Compared the 66 % of the theoretical yield of FAMEs by native TLL with 1,3-positional specificity lipase [38], the yield of FAMEs increased by 24.55 % which was assumed that acyl migration occurred during the reaction process due to the native lipase modified by Fe3O4 nanoparticles, the results agreed with previous studies by Mannina [39] and Xu [40].

Reusability of MRL in biodiesel production

Long lipase lifespan in transesterification reactions will significantly decrease the cost of the process to accelerate the industrial application of MRL in the synthesis of biodiesel [36]. To test the operation stability and reusability of the MRL in biodiesel process, batch transesterification of soybean oil was conducted by the addition of MRL. The reaction conditions were the optimal conditions mentioned in Table 5. The MRL recovered with magnetic separation, washed sufficiently with phosphate buffer (0.1 M, pH 8.5) and dried as described in 2.2, then applied in the next batch with fresh substrates. As expected, the MRL embodied fine transesterification activity retention in repeated use in Fig. 5 . Under the optimal conditions, the yield of FAMEs was still up to 73.18 % and dropped only by 10.97 % after 10 cycles.
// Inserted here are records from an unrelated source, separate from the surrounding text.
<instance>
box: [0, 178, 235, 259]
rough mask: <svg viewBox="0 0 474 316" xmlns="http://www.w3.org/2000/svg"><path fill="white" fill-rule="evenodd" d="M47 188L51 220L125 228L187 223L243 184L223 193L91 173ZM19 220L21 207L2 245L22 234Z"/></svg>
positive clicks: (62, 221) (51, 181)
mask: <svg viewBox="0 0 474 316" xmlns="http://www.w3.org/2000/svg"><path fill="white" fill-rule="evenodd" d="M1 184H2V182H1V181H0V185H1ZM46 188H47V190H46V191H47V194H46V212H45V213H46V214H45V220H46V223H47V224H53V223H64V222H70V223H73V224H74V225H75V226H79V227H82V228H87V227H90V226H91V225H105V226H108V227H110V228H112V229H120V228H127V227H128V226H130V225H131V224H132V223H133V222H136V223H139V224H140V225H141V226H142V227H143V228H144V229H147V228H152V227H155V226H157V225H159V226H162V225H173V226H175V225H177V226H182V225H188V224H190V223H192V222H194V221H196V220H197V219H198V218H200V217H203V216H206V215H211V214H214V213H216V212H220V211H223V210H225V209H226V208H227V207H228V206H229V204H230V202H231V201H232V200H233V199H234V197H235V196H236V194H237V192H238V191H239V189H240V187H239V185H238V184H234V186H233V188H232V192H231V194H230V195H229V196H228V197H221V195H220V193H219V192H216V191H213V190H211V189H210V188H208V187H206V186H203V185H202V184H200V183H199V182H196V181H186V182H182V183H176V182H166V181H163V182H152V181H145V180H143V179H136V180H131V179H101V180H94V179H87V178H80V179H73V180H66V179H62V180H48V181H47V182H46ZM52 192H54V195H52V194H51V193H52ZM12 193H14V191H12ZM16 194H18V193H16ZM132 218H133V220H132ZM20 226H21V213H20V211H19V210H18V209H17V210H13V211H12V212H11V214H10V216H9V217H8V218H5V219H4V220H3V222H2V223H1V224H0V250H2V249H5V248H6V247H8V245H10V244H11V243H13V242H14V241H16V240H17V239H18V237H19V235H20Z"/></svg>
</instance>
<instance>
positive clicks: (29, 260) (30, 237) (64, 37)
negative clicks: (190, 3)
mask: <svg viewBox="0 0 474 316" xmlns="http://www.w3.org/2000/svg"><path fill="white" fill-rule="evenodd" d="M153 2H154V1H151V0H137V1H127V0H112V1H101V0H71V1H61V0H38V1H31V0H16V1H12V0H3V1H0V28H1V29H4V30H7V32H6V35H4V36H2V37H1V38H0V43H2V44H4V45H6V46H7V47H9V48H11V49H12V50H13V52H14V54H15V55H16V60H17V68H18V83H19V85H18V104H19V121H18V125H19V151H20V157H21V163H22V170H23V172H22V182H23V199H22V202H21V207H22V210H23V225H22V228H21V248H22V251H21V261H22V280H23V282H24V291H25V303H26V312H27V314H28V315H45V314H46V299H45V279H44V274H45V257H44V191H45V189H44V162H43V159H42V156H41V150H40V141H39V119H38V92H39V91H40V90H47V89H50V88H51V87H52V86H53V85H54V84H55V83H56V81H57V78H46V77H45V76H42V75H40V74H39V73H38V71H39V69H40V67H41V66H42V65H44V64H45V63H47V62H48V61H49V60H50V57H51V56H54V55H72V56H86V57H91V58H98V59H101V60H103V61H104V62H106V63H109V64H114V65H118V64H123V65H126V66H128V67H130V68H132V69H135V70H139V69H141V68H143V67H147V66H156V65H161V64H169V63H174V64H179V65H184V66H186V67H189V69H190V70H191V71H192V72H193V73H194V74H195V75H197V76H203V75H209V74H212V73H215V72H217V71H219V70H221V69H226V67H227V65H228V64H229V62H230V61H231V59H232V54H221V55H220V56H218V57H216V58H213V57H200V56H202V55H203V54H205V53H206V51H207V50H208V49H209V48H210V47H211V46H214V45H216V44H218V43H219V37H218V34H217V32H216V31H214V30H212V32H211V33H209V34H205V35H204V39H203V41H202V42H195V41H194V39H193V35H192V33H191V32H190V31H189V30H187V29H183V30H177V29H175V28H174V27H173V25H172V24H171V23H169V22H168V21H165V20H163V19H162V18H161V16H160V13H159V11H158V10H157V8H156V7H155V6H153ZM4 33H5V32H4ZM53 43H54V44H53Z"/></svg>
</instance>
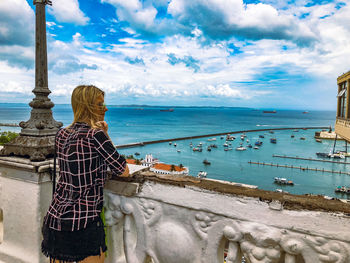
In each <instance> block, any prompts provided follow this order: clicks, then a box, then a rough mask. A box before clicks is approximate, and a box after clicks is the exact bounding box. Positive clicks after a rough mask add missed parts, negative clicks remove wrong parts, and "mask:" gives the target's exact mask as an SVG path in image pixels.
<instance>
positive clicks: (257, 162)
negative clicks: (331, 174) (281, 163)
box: [248, 161, 350, 175]
mask: <svg viewBox="0 0 350 263" xmlns="http://www.w3.org/2000/svg"><path fill="white" fill-rule="evenodd" d="M248 163H249V164H257V165H263V166H274V167H281V168H290V169H298V170H301V171H314V172H323V173H332V174H346V175H350V173H347V172H342V171H334V170H325V169H323V168H322V169H319V168H310V167H302V166H295V165H288V164H278V163H277V164H275V163H265V162H259V161H258V162H252V161H249V162H248Z"/></svg>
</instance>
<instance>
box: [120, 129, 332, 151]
mask: <svg viewBox="0 0 350 263" xmlns="http://www.w3.org/2000/svg"><path fill="white" fill-rule="evenodd" d="M312 129H315V130H316V129H329V126H327V127H325V126H324V127H291V128H289V127H288V128H270V129H254V130H240V131H230V132H221V133H211V134H204V135H195V136H186V137H178V138H171V139H161V140H153V141H145V142H135V143H128V144H121V145H115V147H116V148H117V149H125V148H132V147H139V146H145V145H147V144H156V143H163V142H170V141H182V140H192V139H198V138H206V137H212V136H222V135H227V134H238V133H248V132H262V131H281V130H312Z"/></svg>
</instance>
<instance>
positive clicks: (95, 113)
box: [71, 85, 105, 128]
mask: <svg viewBox="0 0 350 263" xmlns="http://www.w3.org/2000/svg"><path fill="white" fill-rule="evenodd" d="M104 95H105V93H104V92H103V91H102V90H100V89H99V88H97V87H96V86H93V85H80V86H77V87H76V88H75V89H74V90H73V93H72V98H71V102H72V109H73V113H74V120H73V123H72V125H73V124H74V123H76V122H85V123H87V124H89V125H90V126H91V127H92V128H99V127H98V125H96V122H98V121H100V120H99V118H100V114H98V113H96V100H97V98H98V97H99V96H104Z"/></svg>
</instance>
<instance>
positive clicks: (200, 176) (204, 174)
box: [197, 171, 207, 178]
mask: <svg viewBox="0 0 350 263" xmlns="http://www.w3.org/2000/svg"><path fill="white" fill-rule="evenodd" d="M206 177H207V172H204V171H199V173H198V174H197V178H206Z"/></svg>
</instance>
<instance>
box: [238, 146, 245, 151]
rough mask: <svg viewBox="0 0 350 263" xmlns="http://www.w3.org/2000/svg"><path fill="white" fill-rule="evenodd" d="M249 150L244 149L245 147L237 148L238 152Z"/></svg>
mask: <svg viewBox="0 0 350 263" xmlns="http://www.w3.org/2000/svg"><path fill="white" fill-rule="evenodd" d="M245 150H247V148H245V147H243V146H239V147H237V148H236V151H245Z"/></svg>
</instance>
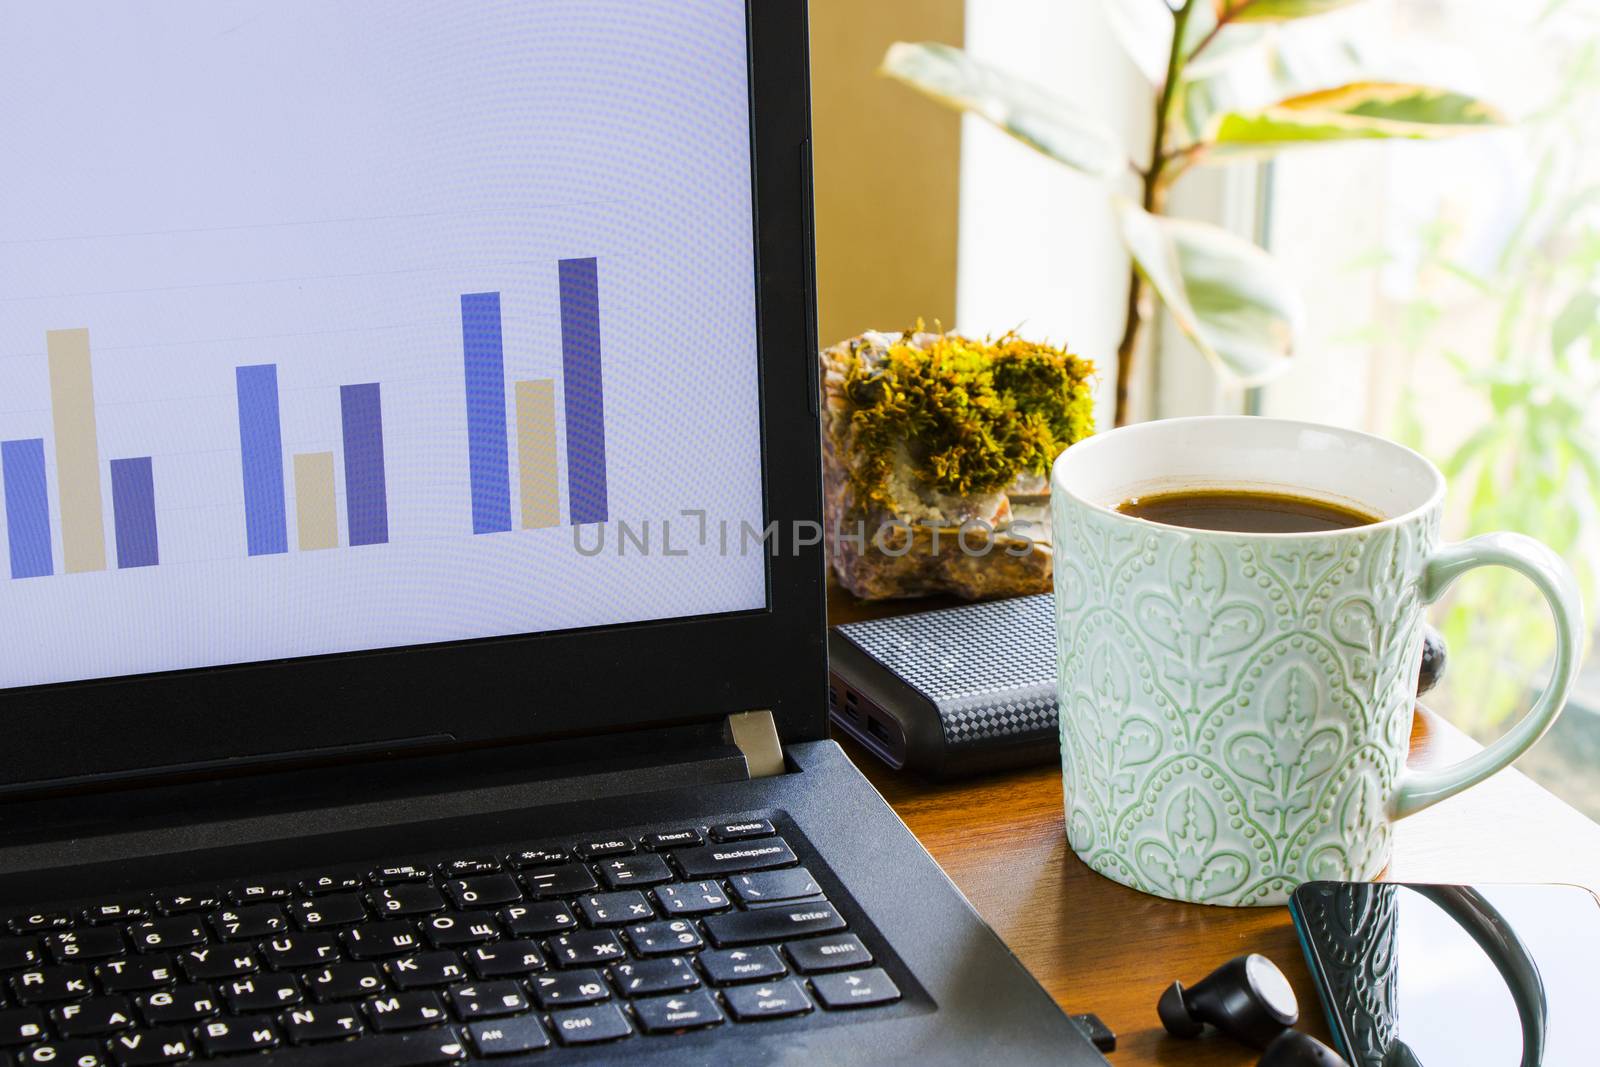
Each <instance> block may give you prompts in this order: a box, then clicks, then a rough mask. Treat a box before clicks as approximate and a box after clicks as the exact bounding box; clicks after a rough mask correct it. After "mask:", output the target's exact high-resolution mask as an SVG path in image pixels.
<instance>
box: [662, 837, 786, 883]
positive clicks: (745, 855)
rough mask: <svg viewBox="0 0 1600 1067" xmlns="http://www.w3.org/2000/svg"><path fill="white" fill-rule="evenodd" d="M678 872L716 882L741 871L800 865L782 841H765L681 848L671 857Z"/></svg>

The decrease of activity was probably caused by the loss of MRL during the magnetic recovery process (see the inset of Fig. 5). However, the protein content of the MRL declined by only 17.91 %, for the reason that the occurrence of Fe3O4−COOH nanoparticles anchored on the MRL and the mild separation method by a magnet, might help to enhance the tolerance to the organic solvent environment and relieve the loss of enzyme dosage.

Fig. 5

Handling and stability test of MRL.

Conclusions

As a lower cost and higher efficient biocatalyst, the as-prepared MRL in this work were developed for biodiesel production. The MRL’s morphology was observed by the measurement of AFM and the conjugate behavior of native TLL and Fe3O4−COOH nanoparticles was speculated. The analysis of FTIR spectra and the secondary structures of the MRL showed that TLL successfully conjugated on the surface of Fe3O4−COOH nanoparticles. After modified by Fe3O4−COOH nanoparticles, the MRL exhibited better temperature and pH resistance.
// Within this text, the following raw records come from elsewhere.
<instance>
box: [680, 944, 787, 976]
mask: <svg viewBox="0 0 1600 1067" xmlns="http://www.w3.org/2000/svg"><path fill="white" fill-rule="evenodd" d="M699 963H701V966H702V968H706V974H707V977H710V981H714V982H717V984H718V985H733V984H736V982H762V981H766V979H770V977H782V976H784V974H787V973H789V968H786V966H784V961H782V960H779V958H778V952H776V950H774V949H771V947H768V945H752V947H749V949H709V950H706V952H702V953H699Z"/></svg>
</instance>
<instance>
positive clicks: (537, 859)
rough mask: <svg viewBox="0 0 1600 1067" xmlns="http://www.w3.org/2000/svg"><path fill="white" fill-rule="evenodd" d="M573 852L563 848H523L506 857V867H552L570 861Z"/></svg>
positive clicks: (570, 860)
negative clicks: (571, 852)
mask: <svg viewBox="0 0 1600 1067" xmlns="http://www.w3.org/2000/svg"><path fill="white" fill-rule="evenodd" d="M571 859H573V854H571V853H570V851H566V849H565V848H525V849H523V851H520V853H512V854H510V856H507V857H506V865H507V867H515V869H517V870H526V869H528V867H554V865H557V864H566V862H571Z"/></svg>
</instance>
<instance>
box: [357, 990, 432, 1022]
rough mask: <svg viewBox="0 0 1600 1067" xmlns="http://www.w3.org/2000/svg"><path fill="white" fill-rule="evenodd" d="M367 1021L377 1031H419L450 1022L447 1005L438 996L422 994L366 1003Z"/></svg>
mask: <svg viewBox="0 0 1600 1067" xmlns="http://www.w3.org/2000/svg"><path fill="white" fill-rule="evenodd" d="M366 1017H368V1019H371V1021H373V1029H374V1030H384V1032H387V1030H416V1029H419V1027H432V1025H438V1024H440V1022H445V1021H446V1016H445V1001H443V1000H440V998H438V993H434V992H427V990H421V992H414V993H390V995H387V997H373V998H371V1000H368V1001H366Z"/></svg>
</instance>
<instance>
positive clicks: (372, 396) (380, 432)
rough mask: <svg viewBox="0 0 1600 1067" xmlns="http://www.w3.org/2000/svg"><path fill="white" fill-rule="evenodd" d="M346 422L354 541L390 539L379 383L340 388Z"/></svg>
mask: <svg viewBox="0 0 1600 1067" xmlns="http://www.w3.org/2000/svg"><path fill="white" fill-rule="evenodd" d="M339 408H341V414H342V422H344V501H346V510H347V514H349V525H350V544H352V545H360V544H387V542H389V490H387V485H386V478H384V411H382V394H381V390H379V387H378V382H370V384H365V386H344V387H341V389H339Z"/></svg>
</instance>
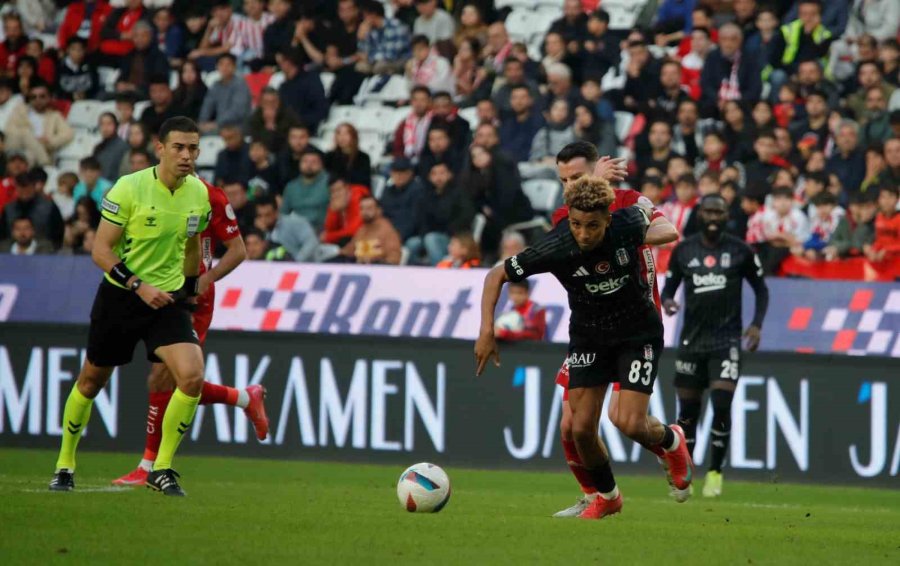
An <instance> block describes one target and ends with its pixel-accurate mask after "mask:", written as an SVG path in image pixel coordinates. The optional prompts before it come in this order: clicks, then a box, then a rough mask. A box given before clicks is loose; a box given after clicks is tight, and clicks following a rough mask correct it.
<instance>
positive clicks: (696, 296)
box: [662, 234, 769, 353]
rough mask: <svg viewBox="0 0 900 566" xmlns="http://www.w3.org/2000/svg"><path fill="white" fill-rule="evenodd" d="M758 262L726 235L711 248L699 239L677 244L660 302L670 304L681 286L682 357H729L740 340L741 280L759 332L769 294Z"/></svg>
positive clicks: (764, 313) (700, 237) (744, 246)
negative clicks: (749, 299) (718, 351)
mask: <svg viewBox="0 0 900 566" xmlns="http://www.w3.org/2000/svg"><path fill="white" fill-rule="evenodd" d="M762 275H763V270H762V267H761V266H760V263H759V258H758V257H756V254H755V253H753V250H752V249H750V246H748V245H747V244H745V243H744V242H743V241H742V240H740V239H738V238H735V237H734V236H732V235H730V234H723V235H722V239H721V240H719V241H718V242H716V243H715V244H714V245H713V246H712V247H710V246H707V245H705V244H704V243H703V239H702V236H701V235H700V234H697V235H694V236H691V237H690V238H686V239H685V240H682V241H681V242H680V243H679V244H678V245H677V246H675V249H674V250H673V251H672V258H671V259H670V260H669V271H668V273H667V274H666V286H665V288H664V289H663V292H662V296H663V300H665V299H673V298H674V297H675V291H676V290H677V289H678V286H679V285H680V284H681V282H682V281H684V303H685V307H684V323H683V327H682V329H681V341H680V342H679V346H680V348H681V350H682V351H686V352H694V353H702V352H717V351H728V350H730V349H731V348H732V347H739V346H740V340H741V333H742V328H741V305H742V297H741V295H742V288H743V280H744V279H746V280H747V282H748V283H749V284H750V286H751V287H752V288H753V291H754V293H756V309H755V313H754V317H753V324H754V325H756V326H758V327H760V328H762V322H763V318H764V317H765V314H766V308H767V306H768V302H769V292H768V289H767V288H766V283H765V280H764V279H763V277H762Z"/></svg>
Furthermore, the yield of FAMEs was 82.20 % which was obtained under optimized reaction conditions: methanol/oil molar ratio of 4.0, 1.5 % water content as oil weight, the dosage of MRL of 9.0 % based on the amount of oil under 41 °C for 28 h. MRL could be separated easily by magnet and reused for at least 10 times. In conclusion, this work will be helpful for the industrial application of the MRL due to their simpler preparation, lower cost, moderate reaction and better reusability.

Author statement

The manuscript entitled “Magnetic responsive Thermomyces lanuginosus lipase for biodiesel

synthesis” was carefully revised to address all of the issues raised by our reviewers. Besides, we have also corrected some language problems and ways of description. We thank you and the reviewers for the many helpful and insightful comments on this work.

Please find below in this letter our point-by-point response to all the raised issues. Please note that in the following sections the reviewers’ comments are presented in black, and our responses follow in blue (major changes are also marked in blue in the manuscript). We hope that these responses and the corresponding revision make our revised manuscript suitable for publication in the Materials Today Communications.

P.S.: The COVID-19 pandemic is breaking out in many parts of the world and spreading rapidly, please take care.

Declaration of Competing Interest

The authors declare that they have no known competing financial interests or personal relationships that could have appeared to influence the work reported in this paper.